Accessing a column from the DataFrame (like above), produces a time series
(Pandas Series). This allows resampling to other periods such as monthly and
annually (as shown in Tutorial 3). The Pandas resampling methods include mean, sum, last, first, max, and min which cover the PLTGEN methods.  (PLTGEN AVER is Pandas mean.)  Pandas actually provides many more methods and allows user defined methods.

In [None]:
# resample to monthly mean flow
df['RO'].resample('M').mean()

In [None]:
# resample to annual mean, meadian, and standard deviation of flow
dff = pd.DataFrame()
dff['mean']   = df['RO'].resample('A').mean()
dff['median'] = df['RO'].resample('A').median()
dff['std']    = df['RO'].resample('A').std()
dff

In [None]:
# resample for a time period and transform to 7-Day mean flow and then plot it 
df['RO']['1990-01-01' : '1995-06-30'].resample('7D').mean().plot(style='r--',figsize = (18,6))

In [None]:
# Create a function and call it to plot mean annual average flow
def ybar(df,label):
    grouped = df.groupby(lambda x: x.year).mean().plot(kind='bar',figsize = (18,6))
    plt.ylabel(label)
    return grouped

ybar( df['RO'],'cfs')

In [None]:
# Create a function and call it to plot mean monthly average flow
def mbar(df,label):
    grouped = df.groupby(lambda x: x.month).mean().plot(kind='bar',figsize = (18,6))
    plt.ylabel(label)
    return grouped

mbar(df['RO'],'cfs')

## Section 4: HSP2 Calibration Process

In [None]:
# review simulated flow from master hdf5 file prior to commencing calibration
tsMaster = pd.read_hdf(hdfname, '/RESULTS/RCHRES_R001/HYDR')
tsMaster.RO.describe()

In [None]:
simname  = 'SIM1'
datapath = '/PERLND/PWATER/PARAMETERS'

Read the INFILT and LZSN values currently in hdfname

In [None]:
df = pd.read_hdf(hdfname, datapath)
df[['INFILT', 'LZSN']]

Make a copy of this data, modify the values for the new simulation run

In [None]:
dfsim = df[['INFILT', 'LZSN']].copy()
dfsim.INFILT = 0.3
dfsim.LZSN = 12
dfsim

Save just the modified sim data in a subdirectory named for the simulation. Note, the subdirectory is automatically created.

In [None]:
dfsim.to_hdf(hdfname, simname+datapath, data_columns=True, format='table')
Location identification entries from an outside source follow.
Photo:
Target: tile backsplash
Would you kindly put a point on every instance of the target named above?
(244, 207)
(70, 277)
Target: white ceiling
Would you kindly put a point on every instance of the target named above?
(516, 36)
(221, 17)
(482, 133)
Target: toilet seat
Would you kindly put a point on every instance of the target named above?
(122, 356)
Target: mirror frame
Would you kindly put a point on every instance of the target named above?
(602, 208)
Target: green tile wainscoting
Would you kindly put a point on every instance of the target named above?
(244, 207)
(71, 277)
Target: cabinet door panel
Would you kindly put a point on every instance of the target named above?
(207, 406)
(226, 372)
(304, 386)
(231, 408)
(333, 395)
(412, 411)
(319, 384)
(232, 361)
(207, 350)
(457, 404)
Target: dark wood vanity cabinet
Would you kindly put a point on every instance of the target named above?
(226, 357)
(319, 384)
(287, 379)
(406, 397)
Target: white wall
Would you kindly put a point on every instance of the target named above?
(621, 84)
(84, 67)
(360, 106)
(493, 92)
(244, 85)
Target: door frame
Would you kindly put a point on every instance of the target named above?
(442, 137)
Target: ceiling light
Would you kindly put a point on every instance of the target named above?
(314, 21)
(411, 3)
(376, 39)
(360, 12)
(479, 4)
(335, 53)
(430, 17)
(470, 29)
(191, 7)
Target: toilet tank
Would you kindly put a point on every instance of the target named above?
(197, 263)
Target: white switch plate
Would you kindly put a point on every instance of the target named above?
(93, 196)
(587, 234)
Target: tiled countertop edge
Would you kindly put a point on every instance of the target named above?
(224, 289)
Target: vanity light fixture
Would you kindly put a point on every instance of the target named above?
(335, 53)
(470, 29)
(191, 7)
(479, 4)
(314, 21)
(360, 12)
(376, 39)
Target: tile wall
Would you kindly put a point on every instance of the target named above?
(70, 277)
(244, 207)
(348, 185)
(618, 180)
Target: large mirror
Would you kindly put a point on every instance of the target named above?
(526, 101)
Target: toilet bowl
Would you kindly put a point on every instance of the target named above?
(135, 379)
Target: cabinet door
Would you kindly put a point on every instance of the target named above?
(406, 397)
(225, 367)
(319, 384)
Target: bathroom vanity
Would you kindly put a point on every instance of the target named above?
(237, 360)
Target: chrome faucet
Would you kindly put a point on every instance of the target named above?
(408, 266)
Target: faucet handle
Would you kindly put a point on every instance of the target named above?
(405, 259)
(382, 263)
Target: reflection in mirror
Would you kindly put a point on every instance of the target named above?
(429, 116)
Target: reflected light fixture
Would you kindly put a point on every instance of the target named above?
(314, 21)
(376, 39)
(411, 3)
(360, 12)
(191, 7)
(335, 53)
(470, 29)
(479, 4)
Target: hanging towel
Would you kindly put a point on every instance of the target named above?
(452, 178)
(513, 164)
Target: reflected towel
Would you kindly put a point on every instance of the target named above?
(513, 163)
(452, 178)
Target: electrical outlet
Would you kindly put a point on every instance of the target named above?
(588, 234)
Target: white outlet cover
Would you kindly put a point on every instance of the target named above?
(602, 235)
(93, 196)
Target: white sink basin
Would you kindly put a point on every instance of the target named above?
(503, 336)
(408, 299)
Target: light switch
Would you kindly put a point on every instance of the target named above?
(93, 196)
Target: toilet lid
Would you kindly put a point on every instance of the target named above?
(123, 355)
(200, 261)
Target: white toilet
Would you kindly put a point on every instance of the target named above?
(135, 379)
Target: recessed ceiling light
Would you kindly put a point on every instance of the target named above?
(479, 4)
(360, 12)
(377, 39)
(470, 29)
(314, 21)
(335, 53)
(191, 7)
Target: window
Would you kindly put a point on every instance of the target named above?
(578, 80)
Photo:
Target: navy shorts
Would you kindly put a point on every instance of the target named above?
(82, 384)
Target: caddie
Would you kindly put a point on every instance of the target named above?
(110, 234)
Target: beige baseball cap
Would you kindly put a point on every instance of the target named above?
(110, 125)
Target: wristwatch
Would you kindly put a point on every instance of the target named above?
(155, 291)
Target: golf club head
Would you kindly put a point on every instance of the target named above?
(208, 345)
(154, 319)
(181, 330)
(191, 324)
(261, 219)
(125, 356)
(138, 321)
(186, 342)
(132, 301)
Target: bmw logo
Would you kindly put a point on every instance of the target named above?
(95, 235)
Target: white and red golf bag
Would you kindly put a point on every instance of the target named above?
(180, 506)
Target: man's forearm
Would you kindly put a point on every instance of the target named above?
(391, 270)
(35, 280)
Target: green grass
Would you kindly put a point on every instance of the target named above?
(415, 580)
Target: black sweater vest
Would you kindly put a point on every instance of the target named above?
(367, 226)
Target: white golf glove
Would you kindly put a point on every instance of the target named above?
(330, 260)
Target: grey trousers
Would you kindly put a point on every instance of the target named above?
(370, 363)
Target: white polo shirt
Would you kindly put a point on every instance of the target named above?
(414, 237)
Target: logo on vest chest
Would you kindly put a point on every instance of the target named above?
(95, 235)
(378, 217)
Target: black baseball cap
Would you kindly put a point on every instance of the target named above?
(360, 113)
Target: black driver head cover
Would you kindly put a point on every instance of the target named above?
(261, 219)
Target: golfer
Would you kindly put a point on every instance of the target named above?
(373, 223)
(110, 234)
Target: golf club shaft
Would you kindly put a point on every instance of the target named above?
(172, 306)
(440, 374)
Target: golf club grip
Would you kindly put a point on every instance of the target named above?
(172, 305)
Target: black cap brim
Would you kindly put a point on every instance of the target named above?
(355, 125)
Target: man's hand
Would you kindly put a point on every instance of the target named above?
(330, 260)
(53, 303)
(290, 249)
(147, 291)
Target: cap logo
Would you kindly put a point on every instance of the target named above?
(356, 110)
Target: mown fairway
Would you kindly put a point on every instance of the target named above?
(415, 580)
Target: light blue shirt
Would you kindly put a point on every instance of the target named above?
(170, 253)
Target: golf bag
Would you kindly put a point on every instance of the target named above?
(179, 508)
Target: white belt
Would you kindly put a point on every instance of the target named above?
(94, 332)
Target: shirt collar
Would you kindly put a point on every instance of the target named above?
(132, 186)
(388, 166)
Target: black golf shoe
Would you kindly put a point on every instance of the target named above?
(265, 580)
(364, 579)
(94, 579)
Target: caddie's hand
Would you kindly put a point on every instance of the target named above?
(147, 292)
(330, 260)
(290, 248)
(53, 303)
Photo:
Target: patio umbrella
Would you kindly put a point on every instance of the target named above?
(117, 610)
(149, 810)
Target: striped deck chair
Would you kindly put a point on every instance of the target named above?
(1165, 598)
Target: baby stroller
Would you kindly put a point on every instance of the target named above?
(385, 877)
It might be good to check how this looks in the HDF5 file using HDFView or Compass.

Then run the simulation.

In [None]:
HSP2.run(hdfname, simpath=simname, reload=True, saveall=True)

In [None]:
tsSim  = pd.read_hdf(hdfname, simname + '/RESULTS/RCHRES_R001/HYDR')
tsSim.RO.describe()

In [None]:
plt.figure(figsize=(16,8))
plt.plot('RO', 'b--', data=tsMaster, label='Master')
plt.plot('RO', 'r',   data=tsSim,    label='Sim')
plt.title('Flow at Reach 1')
plt.ylabel('Flow {CFS}')
plt.legend(loc='best') 

### Water - Fluxes (Exteral Inflows and Outflows)

In [None]:
path = '/RESULTS/PERLND_P001/PWATER'

In [None]:
dfperlnd1 = pd.read_hdf(hdfname, simname+path)
dfperlnd1

The read returned all the data for PERLND1.

Water - Fluxes (Exteral Inflows and Outflows)

In [None]:
dfwex = dfperlnd1.resample('M').sum()
dfwex.T

Sum the months

In [None]:
dfsum = pd.DataFrame()
dfsum['Annual Total']= dfwex.sum()
dfsum

In [None]:
# sum the months
dfSum = pd.DataFrame()
dfSum['Annual Total'] = dfwex.T.sum(axis=1)
dfSum

In [None]:
with open('print_example.txt', 'w') as f:
    print >>f, dfwex.T
    print
    print >>f, dfSum
    

In [None]:
%pycat print_example.txt